Lo sviluppo delle miniere era progredito enormemente da quando, nel 1848, fu estesa alla Sardegna una legge che stabiliva la distinzione tra la proprietà privata del suolo da quella del sottosuolo, il quale diveniva così patrimonio dello Stato, e di cui questo soltanto poteva accordare le concessioni per l'attività estrattiva. L'estrazione delle materie prime, soprattutto nei primi decenni, non comportava grandi difficoltà, né costi troppo elevati per la lavorazione, infatti per parecchi anni si continuò a lavorare in molti giacimenti i filoni a cielo aperto, ancora numerosi alla vigilia della Prima Guerra Mondiale.

In questo modo furono possibili per le società concessionarie delle miniere enormi guadagni che presero la via del Piemonte soprattutto, ma anche della Francia, dell'Inghilterra e del Belgio, paesi ben attrezzati di fonderie e di impianti per la lavorazione, i quali trovavano perciò conveniente, nonostante la distanza geografica degli stabilimenti, l'estrazione dei minerali grezzi in Sardegna. Era inevitabile che il grande interesse suscitato dalle miniere dovesse stimolare il desiderio di una documentazione visiva dei luoghi che avevano permesso il verificarsi in vaste regioni prima praticamente desertiche di uno dei maggiori sconvolgimenti che il paesaggio sardo abbia mai subito nella sua storia. La fotografia, tecnica industriale dell'immagine, si poneva così al servizio della grande industria estrattiva per affiancarla e sostenerla nel suo successo, per promuoverla, adularla e riceverne di riflesso i suoi benefici; in un rapporto di osmosi le polveri d'argento estratte dai monti del Sarrabus rappresentavano l'elemento base di quelle stesse stampe fotografiche che le documentavano.

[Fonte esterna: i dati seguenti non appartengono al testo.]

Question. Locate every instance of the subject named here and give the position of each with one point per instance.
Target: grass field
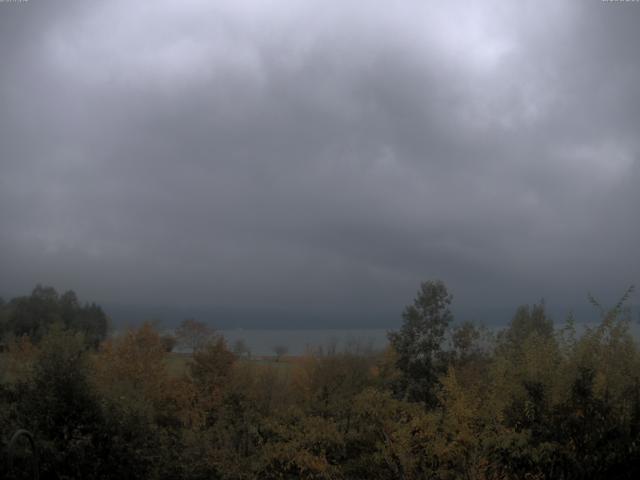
(177, 363)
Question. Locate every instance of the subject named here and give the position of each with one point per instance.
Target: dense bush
(444, 401)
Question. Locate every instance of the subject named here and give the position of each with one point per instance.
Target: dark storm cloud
(315, 154)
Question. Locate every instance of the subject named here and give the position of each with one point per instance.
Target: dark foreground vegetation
(444, 401)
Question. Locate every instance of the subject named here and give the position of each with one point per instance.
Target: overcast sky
(318, 155)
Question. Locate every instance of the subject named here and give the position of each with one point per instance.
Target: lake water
(262, 342)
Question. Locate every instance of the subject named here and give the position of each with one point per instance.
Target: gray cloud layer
(319, 154)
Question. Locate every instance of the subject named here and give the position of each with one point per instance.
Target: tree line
(443, 401)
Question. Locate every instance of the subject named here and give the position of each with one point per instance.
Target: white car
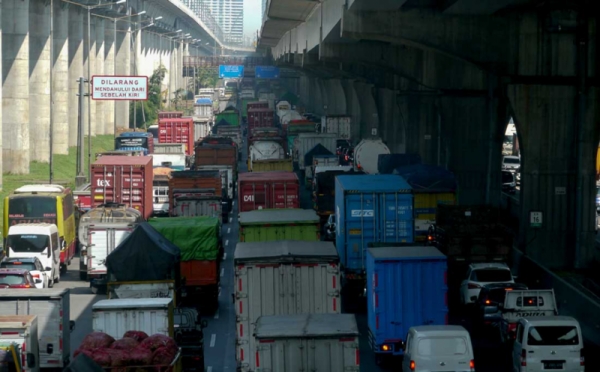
(480, 274)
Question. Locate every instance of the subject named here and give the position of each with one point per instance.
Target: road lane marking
(213, 339)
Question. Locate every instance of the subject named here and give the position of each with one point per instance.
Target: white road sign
(120, 88)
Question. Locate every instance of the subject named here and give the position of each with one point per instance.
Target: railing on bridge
(209, 61)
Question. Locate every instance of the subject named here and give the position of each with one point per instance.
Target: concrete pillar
(109, 69)
(544, 116)
(39, 83)
(60, 80)
(352, 108)
(75, 68)
(15, 86)
(392, 128)
(123, 67)
(369, 118)
(100, 127)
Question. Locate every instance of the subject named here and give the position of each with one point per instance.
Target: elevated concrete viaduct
(442, 78)
(45, 50)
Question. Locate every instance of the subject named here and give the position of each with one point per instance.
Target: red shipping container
(262, 117)
(268, 190)
(170, 114)
(177, 131)
(123, 179)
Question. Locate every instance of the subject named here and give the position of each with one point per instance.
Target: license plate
(553, 365)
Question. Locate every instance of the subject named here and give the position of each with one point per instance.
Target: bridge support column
(99, 70)
(60, 80)
(15, 86)
(39, 84)
(123, 67)
(109, 69)
(75, 68)
(369, 118)
(352, 108)
(392, 128)
(551, 173)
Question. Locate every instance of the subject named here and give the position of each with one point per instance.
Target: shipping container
(117, 316)
(278, 165)
(282, 277)
(307, 141)
(53, 310)
(406, 287)
(124, 180)
(195, 193)
(170, 114)
(366, 155)
(177, 131)
(268, 190)
(279, 224)
(338, 124)
(307, 342)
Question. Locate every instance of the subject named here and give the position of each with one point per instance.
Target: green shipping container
(268, 225)
(197, 237)
(232, 117)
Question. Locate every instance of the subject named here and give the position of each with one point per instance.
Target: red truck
(180, 130)
(268, 190)
(124, 180)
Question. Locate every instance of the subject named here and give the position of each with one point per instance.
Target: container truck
(19, 343)
(279, 224)
(281, 278)
(268, 190)
(196, 193)
(406, 287)
(199, 241)
(100, 231)
(366, 155)
(52, 309)
(123, 180)
(369, 208)
(431, 187)
(313, 342)
(338, 124)
(177, 131)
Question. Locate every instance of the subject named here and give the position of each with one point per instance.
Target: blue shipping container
(370, 208)
(406, 287)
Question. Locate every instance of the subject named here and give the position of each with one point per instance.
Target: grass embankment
(64, 169)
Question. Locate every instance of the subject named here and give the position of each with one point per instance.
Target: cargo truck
(406, 287)
(369, 208)
(268, 190)
(100, 231)
(279, 224)
(199, 241)
(52, 309)
(19, 343)
(281, 278)
(123, 180)
(196, 193)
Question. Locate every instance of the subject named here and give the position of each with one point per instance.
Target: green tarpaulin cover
(196, 237)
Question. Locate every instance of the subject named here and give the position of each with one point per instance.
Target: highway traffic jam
(252, 236)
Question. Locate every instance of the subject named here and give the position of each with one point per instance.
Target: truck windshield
(553, 336)
(28, 243)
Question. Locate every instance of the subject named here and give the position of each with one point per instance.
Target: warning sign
(128, 88)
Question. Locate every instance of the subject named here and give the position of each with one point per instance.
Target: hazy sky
(252, 17)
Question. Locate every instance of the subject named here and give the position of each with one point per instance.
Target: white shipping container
(341, 125)
(306, 141)
(307, 342)
(117, 316)
(52, 308)
(280, 278)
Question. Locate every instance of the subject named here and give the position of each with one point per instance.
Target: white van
(438, 348)
(548, 343)
(36, 240)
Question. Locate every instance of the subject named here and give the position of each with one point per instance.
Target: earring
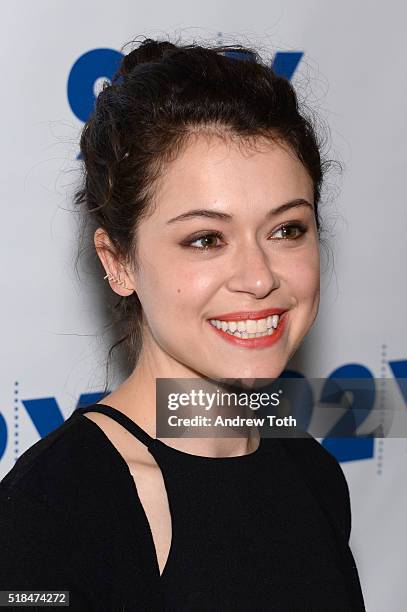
(115, 280)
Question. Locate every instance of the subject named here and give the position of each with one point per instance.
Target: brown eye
(291, 231)
(208, 241)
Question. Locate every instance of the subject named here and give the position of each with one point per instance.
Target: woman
(202, 183)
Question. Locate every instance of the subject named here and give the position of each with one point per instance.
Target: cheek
(305, 279)
(173, 291)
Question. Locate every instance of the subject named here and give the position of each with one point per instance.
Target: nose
(252, 272)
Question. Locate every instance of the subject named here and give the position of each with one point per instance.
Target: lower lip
(261, 342)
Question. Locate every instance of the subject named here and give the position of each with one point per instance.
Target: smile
(251, 333)
(250, 328)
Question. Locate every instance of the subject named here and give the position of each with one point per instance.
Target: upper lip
(249, 314)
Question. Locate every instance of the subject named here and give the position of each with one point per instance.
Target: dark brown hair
(162, 93)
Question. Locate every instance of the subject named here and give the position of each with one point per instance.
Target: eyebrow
(216, 214)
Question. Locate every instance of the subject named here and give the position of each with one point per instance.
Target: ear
(112, 265)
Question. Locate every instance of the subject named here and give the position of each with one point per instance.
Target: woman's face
(216, 249)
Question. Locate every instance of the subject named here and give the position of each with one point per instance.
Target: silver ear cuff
(117, 280)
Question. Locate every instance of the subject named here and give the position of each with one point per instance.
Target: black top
(264, 531)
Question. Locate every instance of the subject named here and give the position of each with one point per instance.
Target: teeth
(251, 328)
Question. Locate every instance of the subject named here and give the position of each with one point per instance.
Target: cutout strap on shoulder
(120, 418)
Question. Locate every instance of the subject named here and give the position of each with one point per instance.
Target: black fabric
(264, 531)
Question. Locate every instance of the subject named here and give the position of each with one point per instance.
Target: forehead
(212, 169)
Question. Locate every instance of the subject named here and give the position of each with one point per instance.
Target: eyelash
(300, 226)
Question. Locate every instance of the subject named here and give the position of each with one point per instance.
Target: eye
(289, 234)
(208, 240)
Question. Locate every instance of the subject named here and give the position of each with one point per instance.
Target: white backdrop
(353, 70)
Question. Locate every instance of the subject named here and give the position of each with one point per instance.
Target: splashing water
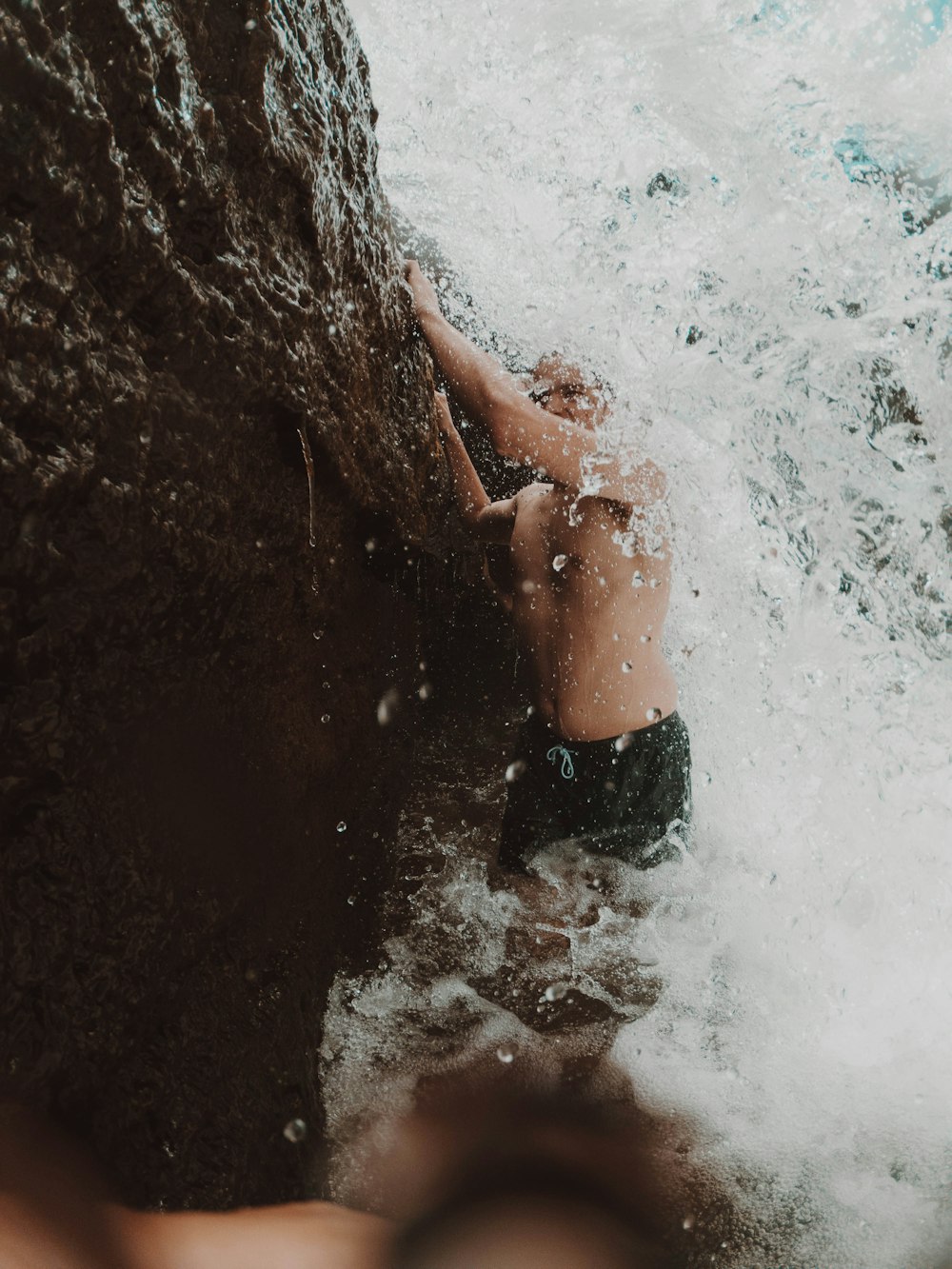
(742, 217)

Veniva in questo modo a conchiudersi tutto un ciclo in cui l'industria produceva da sé medesima i modi di rappresentazione visiva più consoni alle esigenze della società di massa che l'industria stessa aveva creato. Oltre a fotografie sparse e di difficile attribuzione, sono almeno tre gli album fotografici di un certo interesse. Il primo è quello degli ingegneri francesi Petin e Gaudet, concessionari delle miniere di Assemini e Capoterra, composto da una serie di fotografie di paesaggi delle miniere e degli stabilimenti di lavorazione annessi che venne esposto alla Prima Esposizione Sarda del 1871. La seconda raccolta è quella dell'ing. Ferrari , comprendente venti fotografie realizzate nel 1875 nelle miniere di Gennamari e Ingurtosu, presso le quali l'autore svolgeva la professione di ingegnere chimico.

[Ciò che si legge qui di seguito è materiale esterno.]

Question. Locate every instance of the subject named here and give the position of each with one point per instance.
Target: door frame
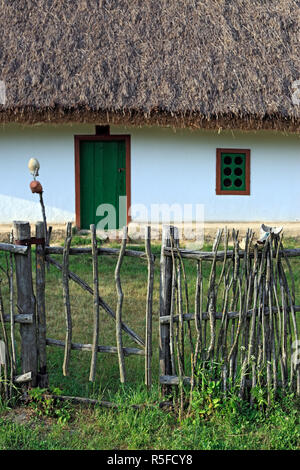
(101, 138)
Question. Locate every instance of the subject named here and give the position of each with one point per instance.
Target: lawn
(230, 424)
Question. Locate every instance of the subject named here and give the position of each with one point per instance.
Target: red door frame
(100, 138)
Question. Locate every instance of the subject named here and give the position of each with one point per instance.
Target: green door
(102, 181)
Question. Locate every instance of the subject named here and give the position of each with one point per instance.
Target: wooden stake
(96, 304)
(149, 301)
(119, 307)
(66, 297)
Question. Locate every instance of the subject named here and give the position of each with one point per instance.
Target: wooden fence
(244, 324)
(242, 328)
(32, 308)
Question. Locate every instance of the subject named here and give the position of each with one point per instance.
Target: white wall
(181, 167)
(53, 146)
(166, 167)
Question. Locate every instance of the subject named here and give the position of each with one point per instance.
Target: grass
(226, 424)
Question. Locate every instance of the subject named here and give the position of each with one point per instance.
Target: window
(233, 172)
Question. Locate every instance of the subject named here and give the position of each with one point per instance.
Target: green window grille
(233, 171)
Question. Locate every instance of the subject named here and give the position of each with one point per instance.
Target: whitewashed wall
(166, 167)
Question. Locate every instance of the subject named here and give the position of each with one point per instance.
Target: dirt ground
(291, 229)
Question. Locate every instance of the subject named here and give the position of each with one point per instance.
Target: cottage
(150, 108)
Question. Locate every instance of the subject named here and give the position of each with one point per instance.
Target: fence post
(43, 380)
(166, 268)
(26, 304)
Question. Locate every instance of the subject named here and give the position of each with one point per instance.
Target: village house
(171, 103)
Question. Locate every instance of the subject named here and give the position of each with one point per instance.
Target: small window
(233, 172)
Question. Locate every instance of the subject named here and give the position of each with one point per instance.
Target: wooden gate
(32, 307)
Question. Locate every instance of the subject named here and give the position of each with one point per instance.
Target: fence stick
(149, 301)
(26, 304)
(66, 296)
(119, 307)
(96, 304)
(40, 306)
(136, 338)
(166, 267)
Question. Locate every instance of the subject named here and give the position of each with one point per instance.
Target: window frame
(224, 192)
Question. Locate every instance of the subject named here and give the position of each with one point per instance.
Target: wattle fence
(243, 329)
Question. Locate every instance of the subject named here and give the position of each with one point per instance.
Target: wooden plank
(58, 250)
(26, 303)
(218, 315)
(209, 256)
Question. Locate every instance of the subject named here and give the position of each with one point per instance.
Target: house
(151, 108)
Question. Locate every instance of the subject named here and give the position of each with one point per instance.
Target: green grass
(232, 425)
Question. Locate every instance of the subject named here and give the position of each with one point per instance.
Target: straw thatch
(197, 63)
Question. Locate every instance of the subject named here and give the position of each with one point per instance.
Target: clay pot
(36, 187)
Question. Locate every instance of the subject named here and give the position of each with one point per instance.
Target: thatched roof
(198, 63)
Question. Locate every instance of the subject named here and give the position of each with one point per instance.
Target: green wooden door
(102, 181)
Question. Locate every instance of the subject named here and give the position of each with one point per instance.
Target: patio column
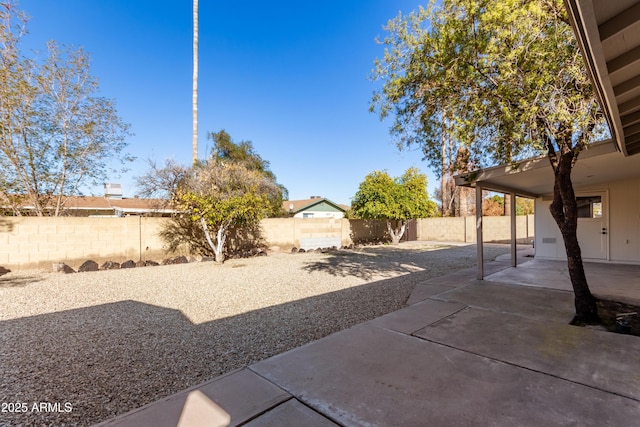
(479, 245)
(514, 240)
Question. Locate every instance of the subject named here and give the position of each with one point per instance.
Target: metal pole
(479, 244)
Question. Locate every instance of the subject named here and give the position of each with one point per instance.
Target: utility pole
(195, 83)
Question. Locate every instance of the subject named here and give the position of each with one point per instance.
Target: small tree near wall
(393, 199)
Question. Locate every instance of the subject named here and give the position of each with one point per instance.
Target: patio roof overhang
(599, 164)
(608, 33)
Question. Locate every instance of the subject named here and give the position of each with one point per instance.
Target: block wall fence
(32, 242)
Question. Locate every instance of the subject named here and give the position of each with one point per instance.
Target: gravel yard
(95, 345)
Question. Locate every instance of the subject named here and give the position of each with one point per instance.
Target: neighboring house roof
(113, 205)
(609, 36)
(295, 206)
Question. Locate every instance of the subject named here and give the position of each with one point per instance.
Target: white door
(593, 231)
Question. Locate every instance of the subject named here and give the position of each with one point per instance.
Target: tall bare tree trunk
(195, 82)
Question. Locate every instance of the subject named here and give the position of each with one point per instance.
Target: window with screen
(589, 207)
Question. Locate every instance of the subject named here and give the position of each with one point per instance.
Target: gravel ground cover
(82, 348)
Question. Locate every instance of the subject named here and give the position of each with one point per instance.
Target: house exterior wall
(622, 224)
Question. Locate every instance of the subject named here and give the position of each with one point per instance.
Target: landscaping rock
(176, 260)
(61, 267)
(128, 264)
(88, 265)
(110, 265)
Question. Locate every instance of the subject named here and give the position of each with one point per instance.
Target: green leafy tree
(393, 199)
(225, 195)
(56, 134)
(226, 150)
(508, 80)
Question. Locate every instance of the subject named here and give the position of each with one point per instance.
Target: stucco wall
(622, 224)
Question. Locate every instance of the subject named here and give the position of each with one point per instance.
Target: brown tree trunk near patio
(564, 210)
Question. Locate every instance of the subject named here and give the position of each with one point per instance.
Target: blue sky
(290, 76)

L'altra raccolta fotografica sulle miniere sarde è stata realizzata da Vittorio Besso , probabilmente nel 1886, quando venne in Sardegna per eseguire un lavoro su commissione che consisteva nel documentare la realizzazione di alcune linee delle Ferrovie Concesse Sarde, composto da 36 fotografie ed eseguito per gli ingegneri Alfredo Cottrau e Giovanni Marsaglia concessionari della linea ferroviaria. Nel catalogo del 1893 vengono elencate altre 38 fotografie del formato 30x40 eseguite a Monteponi, vicino ad Iglesias, una delle miniere più grandi ed importanti della Sardegna.